Un risultato ottenuto magistralmente proprio per la scelta e la capacità di “narrare la Storia in maniera fedele, e per me è una conquista, continua orgoglioso Castrogiovanni – ho guardato dei film in cui spesso si parlava del lato oscuro come fosse solo un quadro, ne Il Cacciatore, invece, è realtà. Sono stato un adolescente siciliano che sognava di fare il magistrato, e l’immagine migliore, reale, che potesse raccontare il clima di suadente terrore generato dalla mafia è stato narrato in questa serie: senza addolcimenti né seduzione. Si è fatto un atto di fedeltà descrivendo un momento così importante come quello di quegli anni che sono lo snodo storico della nostra attuale Italia”.

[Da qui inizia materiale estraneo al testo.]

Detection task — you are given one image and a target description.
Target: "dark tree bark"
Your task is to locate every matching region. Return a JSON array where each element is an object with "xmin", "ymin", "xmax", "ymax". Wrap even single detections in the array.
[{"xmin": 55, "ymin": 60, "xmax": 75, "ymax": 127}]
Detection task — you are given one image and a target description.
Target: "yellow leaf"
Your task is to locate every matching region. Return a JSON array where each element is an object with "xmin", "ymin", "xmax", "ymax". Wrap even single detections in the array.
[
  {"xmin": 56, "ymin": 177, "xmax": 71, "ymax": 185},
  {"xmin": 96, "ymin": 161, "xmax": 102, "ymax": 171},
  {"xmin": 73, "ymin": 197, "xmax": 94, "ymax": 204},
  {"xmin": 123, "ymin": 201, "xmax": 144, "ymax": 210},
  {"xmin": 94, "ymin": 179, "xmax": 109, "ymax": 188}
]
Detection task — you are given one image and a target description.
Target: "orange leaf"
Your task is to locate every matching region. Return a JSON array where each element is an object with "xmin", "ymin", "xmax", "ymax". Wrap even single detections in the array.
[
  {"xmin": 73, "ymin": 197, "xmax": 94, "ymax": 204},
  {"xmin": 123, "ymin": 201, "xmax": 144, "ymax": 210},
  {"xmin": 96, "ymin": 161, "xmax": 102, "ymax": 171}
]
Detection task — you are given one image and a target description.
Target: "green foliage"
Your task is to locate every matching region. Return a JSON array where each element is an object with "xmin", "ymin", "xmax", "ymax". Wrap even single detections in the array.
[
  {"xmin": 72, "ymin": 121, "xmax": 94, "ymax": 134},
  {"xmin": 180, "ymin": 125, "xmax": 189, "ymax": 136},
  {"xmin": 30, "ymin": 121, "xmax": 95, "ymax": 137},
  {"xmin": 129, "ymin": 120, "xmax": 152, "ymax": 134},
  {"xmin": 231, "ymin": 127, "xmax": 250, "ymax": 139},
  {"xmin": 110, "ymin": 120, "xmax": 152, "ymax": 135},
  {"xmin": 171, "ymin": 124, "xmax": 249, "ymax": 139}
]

Un lavoro di squadra che ha permesso a Il Cacciatore, di consegnare al pubblico la grande responsabilità di approfondire gli aneddoti, le storie, i personaggi, fornendo loro un prezioso metodo. Un cast in sintonia, legati da una evidente sinergia, “si è creata una vera amicizia senza antagonisti. Ognuno ha gioito per la bravura dell’altro, e credo che ognuno di noi abbia superato il proprio limite facendo un passo di lavoro interpretativo. E noi siamo bravi attori anche grazie alla competenza dei registi”.

Un progetto curato senza lasciare nulla al caso e che lascia allo spettatore un incredibile desiderio di legalità. Concreta, viva e colma di speranza.